Mientras Zuckerman se pone a soñar, Roth nos alerta sobre la ironía de fondo. Porque el paraíso al que aspira el novato no es posible ni siquiera para el maestro. Hecha de raciones mínimas, la vida de Lonoff por poco impugna el libre albedrío. Lonoff es un rehén de la exigüidad. Su «escrupulosidad atroz, el cuidado demente y meticuloso de hasta el último detalle» lo eleva como escritor, pero lo condena como hombre. Incluso cuando su matrimonio se derrumba, la abnegación le impide dejar a su esposa por una ex estudiante, Amy Bellette, de la que se ha enamorado a pesar suyo. El drama doméstico llega de todas formas. En la última escena de The Ghost Writer, la esposa de Lonoff, Hope, decide irse, pero no sin antes enfrentarse a Amy: «Esta es la religión del arte, mi joven sucesora: ¡rechazar la vida! Escribir hermosos libros gracias a no vivir. Y tú serás la persona con la que él no viva». Muchos años después, al emular a Lonoff, Zuckerman recrea el problema de la disminución. Y si ni siquiera Lonoff pudo resolverlo, ¿qué posibilidades tiene Zuckerman, ex Wunderkind y playboy, de vivir «sin historia»? ¿Tan efectivo es, en definitiva, el refugio de su arte?

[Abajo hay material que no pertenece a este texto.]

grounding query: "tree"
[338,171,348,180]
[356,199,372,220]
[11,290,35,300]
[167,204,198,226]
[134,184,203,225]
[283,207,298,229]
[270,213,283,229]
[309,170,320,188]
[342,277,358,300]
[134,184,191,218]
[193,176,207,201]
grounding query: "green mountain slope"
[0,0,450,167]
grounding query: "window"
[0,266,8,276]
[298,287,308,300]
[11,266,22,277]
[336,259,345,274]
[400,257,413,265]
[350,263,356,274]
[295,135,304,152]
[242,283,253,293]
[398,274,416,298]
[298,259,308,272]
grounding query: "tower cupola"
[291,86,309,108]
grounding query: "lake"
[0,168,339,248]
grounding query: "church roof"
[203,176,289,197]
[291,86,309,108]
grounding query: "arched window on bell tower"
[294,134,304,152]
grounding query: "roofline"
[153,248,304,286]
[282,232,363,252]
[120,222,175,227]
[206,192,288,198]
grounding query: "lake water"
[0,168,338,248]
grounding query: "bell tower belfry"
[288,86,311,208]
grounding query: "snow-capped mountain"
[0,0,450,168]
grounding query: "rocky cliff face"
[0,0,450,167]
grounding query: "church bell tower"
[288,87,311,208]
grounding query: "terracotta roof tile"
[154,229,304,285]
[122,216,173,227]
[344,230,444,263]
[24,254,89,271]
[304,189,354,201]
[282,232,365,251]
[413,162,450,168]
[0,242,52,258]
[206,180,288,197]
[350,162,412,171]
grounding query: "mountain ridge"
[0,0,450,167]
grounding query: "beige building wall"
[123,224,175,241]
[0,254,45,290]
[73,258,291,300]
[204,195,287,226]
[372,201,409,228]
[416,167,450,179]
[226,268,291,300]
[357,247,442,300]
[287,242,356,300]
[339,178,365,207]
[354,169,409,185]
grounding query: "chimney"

La segunda trilogía de Zuckerman –Pastoral americana, Me casé con un comunista y La mancha humana– no elude estas preguntas, pero las aborda, o ahonda en ellas, situándolas en la periferia de sus preocupaciones dramáticas. Zuckerman pasa de ser el protagonista de las novelas a un narrador testigo que canaliza las experiencias de personajes dislocados como Seymor Levov, Ira Ringold y Coleman Silk. Roth plantea una relación ambigua entre el narrador y su materia. Plagadas de oportunidades perdidas, equivocaciones, vueltas trágicas y desengaños, pero también de una nostalgia áspera y furiosa, las historias en boca de Zuckerman sugieren que, por más que uno le dé la espalda al mundo (y con él a «las consecuencias perdurables del error»), siempre lo rondará «la vida, con toda su desvergonzada impureza». La cabaña del escritor es una cámara de ecos. Y no sólo Zuckerman termina en medio del ruido. Bajo la superficie de las novelas corre una historia subterránea: la de su mortificante decadencia física, de la que ningún aislamiento lo protege. A poco de retirarse a The Berkshires, Zuckerman queda impotente e incontinente tras una operación de próstata.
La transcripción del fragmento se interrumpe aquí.